Jean-Baptiste Giraudeau, 37 ans, utilise toujours le kit de filtration dédié à l’arsenic, qu’il a acheté en 150 exemplaires fin novembre, grâce à son fonds de dotation Graine de Moutarde. Les trois quarts se sont écoulés, pour 25 €. À deux pas du bourg, le domicile de Cloé et Yannick Schutz en reste également équipé. « On boit de nouveau l’eau du robinet, qui est tellement bonne ici ! Finis, les allers-retours insensés pour vider les bouteilles de plastique au container. Cet épisode nous a bien secoués ».

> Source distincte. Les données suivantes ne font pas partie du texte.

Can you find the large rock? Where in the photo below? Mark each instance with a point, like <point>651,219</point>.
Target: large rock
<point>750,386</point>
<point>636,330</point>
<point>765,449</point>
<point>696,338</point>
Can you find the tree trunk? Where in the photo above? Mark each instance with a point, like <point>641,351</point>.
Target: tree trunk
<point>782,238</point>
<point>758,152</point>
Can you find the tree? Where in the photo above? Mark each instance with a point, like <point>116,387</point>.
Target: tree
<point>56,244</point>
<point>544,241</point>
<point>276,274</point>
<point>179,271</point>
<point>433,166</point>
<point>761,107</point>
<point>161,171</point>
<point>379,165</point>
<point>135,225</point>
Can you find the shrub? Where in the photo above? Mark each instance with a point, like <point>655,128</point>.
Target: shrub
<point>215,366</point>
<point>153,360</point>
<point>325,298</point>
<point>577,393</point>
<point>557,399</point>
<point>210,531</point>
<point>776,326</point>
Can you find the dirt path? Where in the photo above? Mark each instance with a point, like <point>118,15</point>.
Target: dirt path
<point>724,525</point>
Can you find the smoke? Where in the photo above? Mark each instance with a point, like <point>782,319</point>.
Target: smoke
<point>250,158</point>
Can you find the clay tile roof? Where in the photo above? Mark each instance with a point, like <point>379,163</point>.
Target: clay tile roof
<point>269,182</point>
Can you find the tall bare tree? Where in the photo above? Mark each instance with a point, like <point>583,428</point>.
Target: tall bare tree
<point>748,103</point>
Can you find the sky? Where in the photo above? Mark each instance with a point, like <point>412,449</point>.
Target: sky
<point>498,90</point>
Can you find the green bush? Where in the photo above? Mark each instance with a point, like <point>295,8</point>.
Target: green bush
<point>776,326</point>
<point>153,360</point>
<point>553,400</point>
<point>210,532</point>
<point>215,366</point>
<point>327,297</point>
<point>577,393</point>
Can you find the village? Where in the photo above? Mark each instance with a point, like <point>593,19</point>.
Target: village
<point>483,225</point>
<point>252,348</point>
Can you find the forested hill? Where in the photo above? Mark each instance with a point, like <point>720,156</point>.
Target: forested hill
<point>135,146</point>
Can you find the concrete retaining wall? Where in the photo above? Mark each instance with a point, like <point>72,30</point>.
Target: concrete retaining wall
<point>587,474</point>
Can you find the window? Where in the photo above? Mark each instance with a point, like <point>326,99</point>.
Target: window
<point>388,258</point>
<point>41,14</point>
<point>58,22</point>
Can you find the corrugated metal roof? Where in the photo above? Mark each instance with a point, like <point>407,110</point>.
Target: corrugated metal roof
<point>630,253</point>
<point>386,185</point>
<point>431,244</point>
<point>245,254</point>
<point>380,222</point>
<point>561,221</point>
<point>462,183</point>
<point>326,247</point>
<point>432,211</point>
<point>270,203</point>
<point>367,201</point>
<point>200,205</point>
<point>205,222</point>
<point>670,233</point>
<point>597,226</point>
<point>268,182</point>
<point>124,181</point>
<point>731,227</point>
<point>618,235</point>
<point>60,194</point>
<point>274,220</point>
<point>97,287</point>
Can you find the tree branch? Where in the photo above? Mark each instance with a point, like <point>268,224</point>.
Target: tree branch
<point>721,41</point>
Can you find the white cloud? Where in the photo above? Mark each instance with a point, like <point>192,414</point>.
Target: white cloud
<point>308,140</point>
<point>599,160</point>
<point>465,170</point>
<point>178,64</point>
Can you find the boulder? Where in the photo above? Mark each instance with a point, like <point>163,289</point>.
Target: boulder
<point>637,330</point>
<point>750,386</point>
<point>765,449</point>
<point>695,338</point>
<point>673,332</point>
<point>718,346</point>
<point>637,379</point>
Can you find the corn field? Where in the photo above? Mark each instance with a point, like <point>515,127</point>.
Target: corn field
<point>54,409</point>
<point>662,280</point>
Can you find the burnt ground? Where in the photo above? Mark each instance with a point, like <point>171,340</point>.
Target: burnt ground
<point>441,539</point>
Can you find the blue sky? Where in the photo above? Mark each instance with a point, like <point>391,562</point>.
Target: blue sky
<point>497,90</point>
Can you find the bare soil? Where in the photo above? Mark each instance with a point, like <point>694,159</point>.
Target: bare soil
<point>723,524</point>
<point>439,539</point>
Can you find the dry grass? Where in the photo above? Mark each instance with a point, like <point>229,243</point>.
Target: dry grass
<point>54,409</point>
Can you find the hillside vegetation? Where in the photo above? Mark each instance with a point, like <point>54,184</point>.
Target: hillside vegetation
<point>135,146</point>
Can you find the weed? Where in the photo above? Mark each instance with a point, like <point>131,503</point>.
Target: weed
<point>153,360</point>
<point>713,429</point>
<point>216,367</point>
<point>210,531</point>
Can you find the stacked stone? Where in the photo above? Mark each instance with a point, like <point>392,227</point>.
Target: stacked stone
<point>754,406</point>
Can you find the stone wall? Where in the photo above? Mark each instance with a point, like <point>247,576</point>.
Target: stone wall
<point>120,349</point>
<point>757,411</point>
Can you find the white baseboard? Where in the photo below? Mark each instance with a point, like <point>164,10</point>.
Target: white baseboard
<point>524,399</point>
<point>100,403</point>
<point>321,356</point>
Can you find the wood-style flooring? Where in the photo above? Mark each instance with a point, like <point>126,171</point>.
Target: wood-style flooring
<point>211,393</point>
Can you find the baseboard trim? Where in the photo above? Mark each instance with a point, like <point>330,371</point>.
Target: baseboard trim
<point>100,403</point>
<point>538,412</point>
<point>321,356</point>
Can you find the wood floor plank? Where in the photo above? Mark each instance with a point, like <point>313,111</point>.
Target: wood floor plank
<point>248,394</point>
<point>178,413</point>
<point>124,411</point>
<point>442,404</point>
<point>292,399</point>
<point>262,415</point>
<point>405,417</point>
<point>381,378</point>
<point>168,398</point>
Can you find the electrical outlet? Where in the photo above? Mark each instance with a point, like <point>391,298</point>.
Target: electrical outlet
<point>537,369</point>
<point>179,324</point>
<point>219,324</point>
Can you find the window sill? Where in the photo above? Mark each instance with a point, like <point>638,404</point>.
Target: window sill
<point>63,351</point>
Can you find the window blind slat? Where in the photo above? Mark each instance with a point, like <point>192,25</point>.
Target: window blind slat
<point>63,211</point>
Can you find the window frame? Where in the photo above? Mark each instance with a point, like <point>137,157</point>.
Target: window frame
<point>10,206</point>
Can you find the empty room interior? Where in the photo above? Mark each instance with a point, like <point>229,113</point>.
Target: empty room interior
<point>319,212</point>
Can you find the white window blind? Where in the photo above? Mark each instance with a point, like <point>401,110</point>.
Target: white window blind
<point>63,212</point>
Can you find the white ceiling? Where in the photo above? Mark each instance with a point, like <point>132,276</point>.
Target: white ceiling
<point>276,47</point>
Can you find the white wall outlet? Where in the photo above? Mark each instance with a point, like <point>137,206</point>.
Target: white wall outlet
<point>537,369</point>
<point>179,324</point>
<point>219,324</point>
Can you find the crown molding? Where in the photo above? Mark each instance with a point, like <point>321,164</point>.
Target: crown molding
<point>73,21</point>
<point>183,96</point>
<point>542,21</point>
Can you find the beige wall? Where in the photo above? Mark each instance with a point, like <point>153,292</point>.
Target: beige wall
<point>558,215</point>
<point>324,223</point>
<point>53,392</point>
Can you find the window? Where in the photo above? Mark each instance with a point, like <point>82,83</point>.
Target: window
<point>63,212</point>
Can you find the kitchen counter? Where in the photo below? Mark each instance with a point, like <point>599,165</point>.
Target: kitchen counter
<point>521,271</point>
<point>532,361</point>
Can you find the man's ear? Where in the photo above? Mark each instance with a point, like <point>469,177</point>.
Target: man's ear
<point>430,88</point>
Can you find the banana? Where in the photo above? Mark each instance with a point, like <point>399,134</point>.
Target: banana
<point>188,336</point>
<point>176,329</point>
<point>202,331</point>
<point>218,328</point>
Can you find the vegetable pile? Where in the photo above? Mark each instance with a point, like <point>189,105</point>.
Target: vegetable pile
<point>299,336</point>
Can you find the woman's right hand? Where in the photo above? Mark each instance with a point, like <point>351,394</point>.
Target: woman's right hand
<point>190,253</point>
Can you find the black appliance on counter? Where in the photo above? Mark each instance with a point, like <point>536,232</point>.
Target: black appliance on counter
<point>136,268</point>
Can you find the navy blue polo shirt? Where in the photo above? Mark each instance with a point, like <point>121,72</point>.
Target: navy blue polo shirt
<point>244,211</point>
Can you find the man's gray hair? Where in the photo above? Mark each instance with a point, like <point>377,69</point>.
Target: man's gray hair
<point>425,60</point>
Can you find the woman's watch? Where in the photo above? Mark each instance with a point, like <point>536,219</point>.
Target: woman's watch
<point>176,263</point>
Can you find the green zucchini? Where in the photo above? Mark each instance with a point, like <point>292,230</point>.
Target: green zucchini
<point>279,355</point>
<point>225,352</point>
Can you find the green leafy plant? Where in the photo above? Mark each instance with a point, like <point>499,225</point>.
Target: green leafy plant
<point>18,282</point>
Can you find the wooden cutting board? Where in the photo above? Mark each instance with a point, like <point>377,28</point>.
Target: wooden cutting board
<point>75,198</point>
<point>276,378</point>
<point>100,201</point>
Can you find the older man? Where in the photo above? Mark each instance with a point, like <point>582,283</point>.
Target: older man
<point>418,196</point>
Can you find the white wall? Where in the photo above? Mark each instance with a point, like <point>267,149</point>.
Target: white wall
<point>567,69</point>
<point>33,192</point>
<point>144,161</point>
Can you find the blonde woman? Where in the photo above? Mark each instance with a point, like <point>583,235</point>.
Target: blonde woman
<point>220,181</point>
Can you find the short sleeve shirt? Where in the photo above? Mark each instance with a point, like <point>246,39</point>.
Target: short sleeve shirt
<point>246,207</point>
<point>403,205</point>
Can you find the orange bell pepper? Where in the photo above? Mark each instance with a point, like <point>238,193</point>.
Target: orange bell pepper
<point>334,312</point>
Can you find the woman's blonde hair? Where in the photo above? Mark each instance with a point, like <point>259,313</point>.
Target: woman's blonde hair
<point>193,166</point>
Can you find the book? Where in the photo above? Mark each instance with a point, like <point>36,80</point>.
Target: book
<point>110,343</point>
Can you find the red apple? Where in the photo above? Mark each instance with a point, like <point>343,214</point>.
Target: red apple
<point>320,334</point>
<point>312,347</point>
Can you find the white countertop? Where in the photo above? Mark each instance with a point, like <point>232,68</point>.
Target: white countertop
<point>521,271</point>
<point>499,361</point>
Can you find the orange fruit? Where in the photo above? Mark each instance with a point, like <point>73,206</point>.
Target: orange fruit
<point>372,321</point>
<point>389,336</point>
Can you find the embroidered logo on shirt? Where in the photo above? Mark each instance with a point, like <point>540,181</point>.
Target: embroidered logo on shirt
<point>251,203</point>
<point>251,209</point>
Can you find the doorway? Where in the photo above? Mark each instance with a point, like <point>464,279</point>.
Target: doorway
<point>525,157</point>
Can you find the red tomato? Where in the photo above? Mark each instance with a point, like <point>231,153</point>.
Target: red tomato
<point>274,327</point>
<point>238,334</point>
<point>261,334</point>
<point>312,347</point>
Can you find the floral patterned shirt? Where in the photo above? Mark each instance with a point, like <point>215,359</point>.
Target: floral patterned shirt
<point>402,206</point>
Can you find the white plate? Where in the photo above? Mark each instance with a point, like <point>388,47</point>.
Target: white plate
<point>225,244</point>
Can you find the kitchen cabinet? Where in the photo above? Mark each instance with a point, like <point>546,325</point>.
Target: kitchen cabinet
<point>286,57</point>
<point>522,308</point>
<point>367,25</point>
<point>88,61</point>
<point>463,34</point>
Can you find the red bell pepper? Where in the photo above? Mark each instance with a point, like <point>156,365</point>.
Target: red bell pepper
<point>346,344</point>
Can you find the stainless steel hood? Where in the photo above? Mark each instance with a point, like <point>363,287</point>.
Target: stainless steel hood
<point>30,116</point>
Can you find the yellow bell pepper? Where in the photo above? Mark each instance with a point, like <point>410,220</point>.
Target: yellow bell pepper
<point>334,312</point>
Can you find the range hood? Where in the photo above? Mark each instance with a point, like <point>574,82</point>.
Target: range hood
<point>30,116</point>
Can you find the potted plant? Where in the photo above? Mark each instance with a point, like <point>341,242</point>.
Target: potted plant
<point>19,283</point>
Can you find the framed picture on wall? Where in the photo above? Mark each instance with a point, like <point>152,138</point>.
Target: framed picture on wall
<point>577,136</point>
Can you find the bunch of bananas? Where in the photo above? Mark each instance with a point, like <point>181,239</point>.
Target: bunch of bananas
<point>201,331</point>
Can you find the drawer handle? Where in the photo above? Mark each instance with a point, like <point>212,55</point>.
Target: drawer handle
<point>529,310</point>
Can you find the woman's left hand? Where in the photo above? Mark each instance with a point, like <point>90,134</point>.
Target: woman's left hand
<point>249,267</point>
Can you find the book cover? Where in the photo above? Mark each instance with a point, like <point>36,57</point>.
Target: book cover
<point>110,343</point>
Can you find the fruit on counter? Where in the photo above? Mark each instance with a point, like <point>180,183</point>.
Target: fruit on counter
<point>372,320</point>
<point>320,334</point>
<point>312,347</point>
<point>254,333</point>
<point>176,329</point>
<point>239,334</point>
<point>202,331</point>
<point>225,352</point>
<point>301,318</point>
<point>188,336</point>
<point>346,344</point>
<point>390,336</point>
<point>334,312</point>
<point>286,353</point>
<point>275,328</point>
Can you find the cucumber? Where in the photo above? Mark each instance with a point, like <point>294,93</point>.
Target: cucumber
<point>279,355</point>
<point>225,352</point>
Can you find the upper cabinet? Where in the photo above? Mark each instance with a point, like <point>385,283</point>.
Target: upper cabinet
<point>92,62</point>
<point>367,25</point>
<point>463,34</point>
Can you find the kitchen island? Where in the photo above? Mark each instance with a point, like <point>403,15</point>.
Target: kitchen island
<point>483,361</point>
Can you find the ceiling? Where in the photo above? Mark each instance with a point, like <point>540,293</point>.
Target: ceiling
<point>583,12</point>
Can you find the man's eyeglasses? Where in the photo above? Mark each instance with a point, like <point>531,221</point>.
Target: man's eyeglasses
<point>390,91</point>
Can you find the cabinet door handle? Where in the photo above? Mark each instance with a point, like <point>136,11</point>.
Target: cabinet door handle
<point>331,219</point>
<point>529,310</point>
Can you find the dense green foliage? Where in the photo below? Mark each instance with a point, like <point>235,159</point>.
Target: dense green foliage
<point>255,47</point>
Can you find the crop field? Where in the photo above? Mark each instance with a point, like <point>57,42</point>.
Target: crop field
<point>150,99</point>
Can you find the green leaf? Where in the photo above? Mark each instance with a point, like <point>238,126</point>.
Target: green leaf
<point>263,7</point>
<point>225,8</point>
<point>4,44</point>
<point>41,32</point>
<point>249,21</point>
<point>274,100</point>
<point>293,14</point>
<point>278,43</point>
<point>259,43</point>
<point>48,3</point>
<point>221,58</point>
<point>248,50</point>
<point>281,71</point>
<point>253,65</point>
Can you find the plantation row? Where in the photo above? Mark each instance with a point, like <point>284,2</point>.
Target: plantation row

BERRIEN (29) : Jean-Baptiste Giraudeau, du collectif Eau Berrien, utilise un kit de filtration de l'eau pour eliminer l'arsenic.
Jean-Baptiste Giraudeau, du collectif Eau Berrien, continue à vendre les kits de filtration de l’eau pour éliminer l’arsenic, qu’il a achetés en gros grâce à son fonds de dotation Graine de Moutarde. (Lionel Le Saux/Le Télégramme)

Multiplier les pistes

En attendant le transfert de la compétence eau et assainissement à la communauté de communes, d’ici deux ans, la commune s’active sur plusieurs pistes. Un hydrogéologue, doublé d’un sourcier, ont été missionnés pour améliorer le forage du Reuniou. Le maire espère activer cette ressource dès juin. « Nous sommes tout en haut du réservoir que sont les monts d’Arrée. De l’eau, on sait qu’il y en a, mais il faut aller la chercher ».

Les études pour une interconnexion avec Scrignac ont elles aussi commencé. Quatre kilomètres de tuyau et 700 000 € de travaux (financés à 40 % par l’État, 30 % par l’agence de l’eau Loire Bretagne, 10 % le Département et 20 % la commune) devraient être posés avant la fin de l’année. Encore plus ambitieux, un projet de réaménagement complet du site des kaolins, avec panneaux photovoltaïques et cheminements doux, intégrerait une usine de traitement de l’eau. « On est sur du moyen ou long terme. Mais l’idée séduit déjà le Département ».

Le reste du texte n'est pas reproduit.